Frankfurt am Main (Weltexpresso) – Heute ist ja vielfach von EINFACHER SPRACHE die Rede, daß also Texte in ihr geschrieben werden sollten, damit sie alle verstehen. Mir persönlich geht es allerdings so, daß mir diese angebliche EINFACH SPRACHE so zuwider ist, daß ich sie kaum verstehe. So geht es manchen Literaturliebhabern mit leichter Lektüre, seien es Liebesromane oder Jonas Jonasson!

WIE UNS DIE LIEBE FAND von Claire Stihlé

Das ist so ein Buch, das von den einen heiß geliebt wird und das andere für belanglos, ja seicht einschätzen. Das Himmelreich der Literatur ist vielfältig und wir können nicht nur nach belletristischen Gütemaßstäben über Bücher schreiben. Das heißt nicht, daß wir nicht werten, aber jeder, der liest, hat das Recht, das zu lesen, was ihm gefällt. Und dieses Buch hat sehr vielen gefallen und etwas bedeutet.
 
Das ist oft der Fall, wenn es um Geschichten geht, die Familien angehen, wo die Alten alles zusammenhalten und die Jungen hineinwachsen müssen. So ist es, als in einem fiktiven Dorfes Bois-des-Val mit 1 300 Bewohnern im Elsaß eine 92jährige Madame Marie-Anne Nanon, genannt Nan, Rückschau hält. Was hat sie nicht alles erlebt! Wie war das mit den vier Töchtern, von denen zwei Schwiegersöhne brachten. Sie war  das war 1979, 52 Jahre alt, als es passierte, der Mann starb und die Witwe mit eben diesen Töchtern, mit Marie, Anne, Chloé und Caroline überleben mußte. Aber für Trübsinn ist kein Platz. Außerdem gibt es doch wohl nichts Kraftvolleres als vier junge Mädchen, die in Liebe groß geworden sind und nun frisch, froh und frei loslegen, der Mutter zu helfen. Da paßt es hervorragend, daß der mittellosen Familie ohne Haupt der Dorfladen übereignet wird.

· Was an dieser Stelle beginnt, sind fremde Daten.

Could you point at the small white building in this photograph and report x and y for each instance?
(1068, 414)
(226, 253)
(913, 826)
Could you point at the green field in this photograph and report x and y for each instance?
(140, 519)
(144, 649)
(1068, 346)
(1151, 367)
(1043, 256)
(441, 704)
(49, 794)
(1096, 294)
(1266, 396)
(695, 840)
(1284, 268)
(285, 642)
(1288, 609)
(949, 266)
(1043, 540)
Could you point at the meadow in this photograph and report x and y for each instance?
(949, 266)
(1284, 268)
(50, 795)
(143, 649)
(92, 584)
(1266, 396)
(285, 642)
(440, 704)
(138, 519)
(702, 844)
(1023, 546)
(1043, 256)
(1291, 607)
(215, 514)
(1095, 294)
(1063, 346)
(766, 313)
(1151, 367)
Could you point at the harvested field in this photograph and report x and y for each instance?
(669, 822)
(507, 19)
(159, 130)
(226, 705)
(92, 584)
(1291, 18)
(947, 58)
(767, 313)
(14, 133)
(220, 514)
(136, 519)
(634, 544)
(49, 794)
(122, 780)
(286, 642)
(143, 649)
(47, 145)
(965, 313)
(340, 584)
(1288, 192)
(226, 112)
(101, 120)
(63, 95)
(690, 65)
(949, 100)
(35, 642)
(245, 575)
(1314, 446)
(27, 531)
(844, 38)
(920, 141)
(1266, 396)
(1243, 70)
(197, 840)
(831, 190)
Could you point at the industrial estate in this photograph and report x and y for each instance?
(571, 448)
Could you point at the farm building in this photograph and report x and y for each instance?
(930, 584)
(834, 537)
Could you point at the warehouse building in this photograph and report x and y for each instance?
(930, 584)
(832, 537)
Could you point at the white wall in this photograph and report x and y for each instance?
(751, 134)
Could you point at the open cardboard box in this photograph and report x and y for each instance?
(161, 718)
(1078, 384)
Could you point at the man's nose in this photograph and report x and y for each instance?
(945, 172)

Das ist der Auftakt für ein geselliges Treiben, wo der algerische Freund der ältesten Tochter eine Idee hat, die den ökonomischen Erfolg garantiert. Aus seiner Heimat kennt er die Geheimnisse, wie man den Liebeszauber in Gang setzt. Und den kann man sogar kaufen. Im Laden. Kein Wunder, daß die Einnahmen steigen und es dem ganzen Dorf immer besser geht. Das alles hören wir ja aus dem Mund der Greisin, die aber noch putzmunter ist und zufrieden auf das Leben zurückblickt, nicht sentimental, sondern eher mit Selbstironie über das, was sie geschafft hat. Naja, da muß man wohl noch über den Nachbarn Monsieur Boberschram sprechen. Denn er hat eigentlich den Laden seiner Nachbarin übereignet, hat aber ein Geheimnis und brummt.

So viel gute Laune und Bewältigung von Schwierigkeiten, erfüllen die einen mit Freude, während es andere nervt. Welcher Leser, welche Leserin sind Sie?



massai DER MASSAI, DER IN SCHWEDEN NOCH EINE RECHNUNG OFFEN HATTE  von Jonas Jonasson

Na, das ist ein bekannter Mann, einer derjenigen, die in der ganzen Welt als Bestsellerautor reüssiert, aber in Deutschalnd besonders. Sein neuer Roman ist keine windelweiche, sondern eine harte Geschichte, in der er Vergangenheit und Gegenwart verschränkt. Man muß besser Irma Stern kennen, die es wirklich gibt. Sie ist südafrikanische Malerin, die 1894 dort geboren wurde und auf expressionistische Art malte. Hier kennt man sie wenig. Ausgebildet wurde sie in Deutschland, wohin die Eltern eingewandert waren, wo vor allem Max Pechstein sie förderte und in avantgardistische Kreise einführte. Doch 1920 gingen die Familie zurück nach Südafrika. Sie ging mit, kam aber zu Ausstellungen zurück nach Europa. Das endete 1933, aber in Südafrika wurde sie immer bekannter und so heißt es, ihre Werke haben hohe Preise erzielt. 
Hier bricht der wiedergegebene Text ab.